Trip nostalgique ou retour du balancier rock? Je ne saurais trop dire auquel des deux j’ai assisté, samedi soir dernier au Cabaret du Mile-End. Tout ce que je sais, c’est que j’ai vu et entendu des concerts rigoureusement identiques au milieu des années 90, exactement au même endroit… À l’époque où le Cabaret du Mile-End s’appelait encore le Club Soda, alors situé dans les mêmes locaux de la rue Du Parc. Weird de chez weird.

Sur disque, ni Wavves, ni Best Coast ne trahissent vraiment leur parenté grunge. On entend les connexions punk-pop, les tendances shoegaze… Question de réalisation, sans doute. Live? Bonjour les parallèles avec Nirvana, Hole et tous leurs semblables des années 90.

Le voyage dans le temps a commencé avec le quatuor local No Joy. Encore là, sur disque, on a droit à un son passablement actuel… Son album tout récent, Ghost Blonde, a après tout été mixé par Sunne Rose Wagner des Raveonettes, qui a le don d’actualiser le trip Jesus & Mary Chain dans des fréquences croustillantes et la haute fidélité. Sur scène, samedi, le groupe a présenté son univers de façon correcte – cheveux dans le visage et tout –, mais sans postproduction, les compositions sont des plus communes. Rien à redire, mais rien qui se démarque non plus.

Faire des vagues
Le culte dont jouit Wavves s’explique à moitié. Le leader et seul membre permanent, Nathan Williams, est capable de quelques bons brûlots pop-punk, il sait les apprêter dans une sauce particulière sur disque, a un ex-adjuvant de feu Jay Reatard (le bassiste Stephen Pope) à ses côtés, sans compter une réputation de fêtard indomptable et imprévisible.

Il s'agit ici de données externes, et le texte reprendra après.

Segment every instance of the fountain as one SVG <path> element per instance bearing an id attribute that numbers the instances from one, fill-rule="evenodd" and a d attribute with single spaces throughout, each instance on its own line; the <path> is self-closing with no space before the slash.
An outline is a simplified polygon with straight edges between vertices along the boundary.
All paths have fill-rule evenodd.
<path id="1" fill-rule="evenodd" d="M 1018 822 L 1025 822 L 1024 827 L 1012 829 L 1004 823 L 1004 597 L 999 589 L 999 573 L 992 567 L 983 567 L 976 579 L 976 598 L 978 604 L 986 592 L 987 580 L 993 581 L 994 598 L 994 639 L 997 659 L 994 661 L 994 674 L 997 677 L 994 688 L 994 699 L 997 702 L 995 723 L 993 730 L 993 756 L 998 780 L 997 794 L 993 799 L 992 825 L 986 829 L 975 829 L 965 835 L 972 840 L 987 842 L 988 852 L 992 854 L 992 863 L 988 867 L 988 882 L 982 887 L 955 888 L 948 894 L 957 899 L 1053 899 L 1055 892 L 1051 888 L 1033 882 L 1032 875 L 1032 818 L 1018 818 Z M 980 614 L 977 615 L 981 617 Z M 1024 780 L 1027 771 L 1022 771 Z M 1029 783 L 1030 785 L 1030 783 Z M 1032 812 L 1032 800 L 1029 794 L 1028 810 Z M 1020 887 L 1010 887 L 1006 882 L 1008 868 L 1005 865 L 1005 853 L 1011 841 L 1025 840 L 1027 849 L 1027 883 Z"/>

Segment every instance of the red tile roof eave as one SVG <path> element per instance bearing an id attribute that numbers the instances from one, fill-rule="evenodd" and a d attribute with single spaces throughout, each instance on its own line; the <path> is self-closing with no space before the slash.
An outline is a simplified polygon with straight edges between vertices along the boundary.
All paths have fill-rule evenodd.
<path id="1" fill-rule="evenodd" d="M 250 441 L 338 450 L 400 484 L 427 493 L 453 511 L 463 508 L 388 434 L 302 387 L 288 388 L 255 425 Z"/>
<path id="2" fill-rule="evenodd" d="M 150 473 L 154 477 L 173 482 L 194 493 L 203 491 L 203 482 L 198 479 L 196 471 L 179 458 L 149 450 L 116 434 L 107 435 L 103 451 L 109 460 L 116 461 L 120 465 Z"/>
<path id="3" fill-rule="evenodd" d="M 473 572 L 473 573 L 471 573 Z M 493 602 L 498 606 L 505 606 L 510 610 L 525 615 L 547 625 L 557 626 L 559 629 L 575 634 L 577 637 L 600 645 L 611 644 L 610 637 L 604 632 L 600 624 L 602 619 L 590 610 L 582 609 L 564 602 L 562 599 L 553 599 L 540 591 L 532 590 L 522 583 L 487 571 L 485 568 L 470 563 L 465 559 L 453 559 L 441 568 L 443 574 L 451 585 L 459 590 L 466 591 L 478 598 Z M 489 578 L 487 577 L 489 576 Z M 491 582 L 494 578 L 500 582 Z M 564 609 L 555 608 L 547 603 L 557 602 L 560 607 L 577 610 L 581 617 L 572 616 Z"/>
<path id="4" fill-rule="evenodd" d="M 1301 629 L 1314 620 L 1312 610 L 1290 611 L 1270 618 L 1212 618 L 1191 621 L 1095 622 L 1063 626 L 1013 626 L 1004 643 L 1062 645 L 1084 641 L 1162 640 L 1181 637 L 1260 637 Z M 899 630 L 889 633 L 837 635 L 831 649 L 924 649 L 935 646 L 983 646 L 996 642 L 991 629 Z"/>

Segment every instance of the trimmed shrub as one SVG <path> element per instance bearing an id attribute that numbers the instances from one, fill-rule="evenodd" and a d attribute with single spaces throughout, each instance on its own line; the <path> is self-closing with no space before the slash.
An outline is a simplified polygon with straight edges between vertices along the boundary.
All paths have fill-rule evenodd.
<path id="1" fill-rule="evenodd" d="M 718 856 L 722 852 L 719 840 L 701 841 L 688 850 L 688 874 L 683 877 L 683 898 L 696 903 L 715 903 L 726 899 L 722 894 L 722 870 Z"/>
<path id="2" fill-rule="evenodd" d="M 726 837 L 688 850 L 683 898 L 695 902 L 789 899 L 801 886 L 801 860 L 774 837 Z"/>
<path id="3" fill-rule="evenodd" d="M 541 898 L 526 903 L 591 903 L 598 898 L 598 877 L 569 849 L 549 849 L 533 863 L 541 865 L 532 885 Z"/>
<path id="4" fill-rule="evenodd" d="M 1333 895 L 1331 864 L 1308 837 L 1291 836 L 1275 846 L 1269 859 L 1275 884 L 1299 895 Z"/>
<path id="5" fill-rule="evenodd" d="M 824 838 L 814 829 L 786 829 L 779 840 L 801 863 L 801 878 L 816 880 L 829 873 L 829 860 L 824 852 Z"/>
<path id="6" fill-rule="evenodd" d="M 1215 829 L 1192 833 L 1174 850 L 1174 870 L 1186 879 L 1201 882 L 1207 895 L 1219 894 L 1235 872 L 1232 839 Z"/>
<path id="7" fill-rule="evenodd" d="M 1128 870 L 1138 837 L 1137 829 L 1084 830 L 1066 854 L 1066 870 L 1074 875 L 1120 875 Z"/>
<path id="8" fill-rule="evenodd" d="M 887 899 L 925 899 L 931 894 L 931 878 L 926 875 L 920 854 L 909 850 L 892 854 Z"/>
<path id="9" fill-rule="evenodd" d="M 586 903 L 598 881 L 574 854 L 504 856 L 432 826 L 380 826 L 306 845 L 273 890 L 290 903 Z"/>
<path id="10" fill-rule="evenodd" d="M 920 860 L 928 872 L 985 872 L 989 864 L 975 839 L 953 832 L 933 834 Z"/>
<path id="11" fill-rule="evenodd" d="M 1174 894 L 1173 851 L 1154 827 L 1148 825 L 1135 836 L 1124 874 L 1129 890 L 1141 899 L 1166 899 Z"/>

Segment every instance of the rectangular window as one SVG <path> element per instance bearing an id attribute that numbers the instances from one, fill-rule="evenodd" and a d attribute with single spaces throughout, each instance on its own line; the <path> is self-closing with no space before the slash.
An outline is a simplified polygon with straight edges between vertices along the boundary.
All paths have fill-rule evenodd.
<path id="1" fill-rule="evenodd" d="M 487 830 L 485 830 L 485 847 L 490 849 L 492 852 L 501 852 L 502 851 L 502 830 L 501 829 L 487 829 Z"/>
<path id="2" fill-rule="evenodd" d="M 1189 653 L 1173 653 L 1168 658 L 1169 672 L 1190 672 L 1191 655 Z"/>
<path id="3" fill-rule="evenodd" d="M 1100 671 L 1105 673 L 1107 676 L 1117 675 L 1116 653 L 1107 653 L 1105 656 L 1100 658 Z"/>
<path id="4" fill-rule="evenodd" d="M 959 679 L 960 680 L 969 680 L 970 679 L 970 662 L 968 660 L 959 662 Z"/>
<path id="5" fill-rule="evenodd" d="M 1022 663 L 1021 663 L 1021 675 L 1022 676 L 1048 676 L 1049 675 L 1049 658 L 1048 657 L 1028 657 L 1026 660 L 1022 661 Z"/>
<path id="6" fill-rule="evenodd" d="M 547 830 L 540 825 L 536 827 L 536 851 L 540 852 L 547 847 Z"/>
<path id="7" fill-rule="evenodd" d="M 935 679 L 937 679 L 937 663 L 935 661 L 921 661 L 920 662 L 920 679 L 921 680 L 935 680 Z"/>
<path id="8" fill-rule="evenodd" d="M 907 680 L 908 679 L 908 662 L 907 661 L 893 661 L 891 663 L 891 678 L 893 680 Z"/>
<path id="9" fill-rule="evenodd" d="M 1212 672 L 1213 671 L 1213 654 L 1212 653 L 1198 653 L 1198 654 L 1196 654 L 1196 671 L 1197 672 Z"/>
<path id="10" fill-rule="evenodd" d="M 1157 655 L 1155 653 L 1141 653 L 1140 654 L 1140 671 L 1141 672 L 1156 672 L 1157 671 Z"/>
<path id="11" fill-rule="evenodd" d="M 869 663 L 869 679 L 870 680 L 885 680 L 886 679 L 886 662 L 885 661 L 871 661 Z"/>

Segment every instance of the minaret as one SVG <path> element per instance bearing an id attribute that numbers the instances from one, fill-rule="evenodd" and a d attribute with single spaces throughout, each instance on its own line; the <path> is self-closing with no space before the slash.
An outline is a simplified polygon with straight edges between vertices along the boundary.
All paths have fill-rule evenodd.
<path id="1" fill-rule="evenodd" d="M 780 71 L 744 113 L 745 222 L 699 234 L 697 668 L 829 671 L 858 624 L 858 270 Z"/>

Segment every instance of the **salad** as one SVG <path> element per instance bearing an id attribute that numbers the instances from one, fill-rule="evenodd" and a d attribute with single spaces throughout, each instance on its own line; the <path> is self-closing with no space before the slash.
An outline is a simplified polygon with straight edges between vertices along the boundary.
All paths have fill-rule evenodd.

Mais ôtez les frasques et trouvez-le sobre comme un clou (comme samedi), enlevez l’environnement studio, alignez le meilleur de son répertoire (le plus récent King of the Beach) avec le moins bon (l’ordinaire Wavvves, de 2009) et qu’avez-vous? Un gringalet finalement assez peu charismatique (Williams) flanqué d’une bête de scène (Pope) et un batteur correct, mais pas extraordinaire (l’ex-The Mae Shi Jacob Cooper) astiquant un pop-punk honnête, mais sans rien de renversant. Dans ce cas-ci, c’est le public qui donnait le gros du concert: frénétique, pogottant, très porté sur le stage diving et heureux de tapoter les ballons de plage qui fusaient de part et d’autre.

Charme et bémols
Le trio Best Coast s’est montré un peu plus éclatant grâce à des chansons plus ficelées et constantes ainsi qu’une assurance scénique qui ne passait pas par le simple défoulement rock. Bethany Cosentino et Bobb Bruno assument leur pop acidulée avec stoïcisme et sourires complices. «Boyfriend», «Summer Mood» et autres «When I’m With You» sont passées avec toute leur fraîcheur et leur vigueur. En prime: une reprise de Loretta Lynn bien menée, apparemment un présage des choses à venir pour le groupe. Le public s’est montré un peu plus calme que durant Wavves, mais l’enthousiasme était encore au rendez-vous.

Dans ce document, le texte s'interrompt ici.